De par leur articulation de diverses dimensions économique, sociale et politique qui les constituent, les entreprises sociales entrent dans un secteur intermédiaire : le tiers secteur. Pour les différencier des autres organisations de ce tiers secteur, il est à mentionner que les entreprises sociales d’insertion ont une combinaison spécifique de ces trois dimensions. En effet, elles relient des buts économiques, notamment par la production et la commercialisation de biens et services sur un marché, ainsi que des buts sociaux en engageant en leur sein des personnes en difficulté en vue de leur (ré)insertion, qui peuvent être parfois parties prenantes à leur prise de décision organisationnelle.

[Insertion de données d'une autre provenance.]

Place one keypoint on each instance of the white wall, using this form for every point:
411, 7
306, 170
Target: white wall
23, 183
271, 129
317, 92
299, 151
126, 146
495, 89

Cette combinaison en fait des acteurs qui ont un rôle complémentaire à l’État et au marché dans la prise en charge des problèmes sociaux. En allant dans le sens de Evers (1990, 2001), cette place particulière occupée par les entreprises sociales leur permet de fonctionner en tant que trait d’union entre diverses logiques de fonctionnement, et par conséquent, entre des sensibilités différentes. Ainsi, les entreprises sociales d’insertion devraient être reconnues comme partenaire égal au marché et à l’État, tant au niveau de leur participation à des prestations dans le domaine de l’insertion, qu’au niveau de leur intégration à la prise de décision concernant les politiques publiques les concernant131.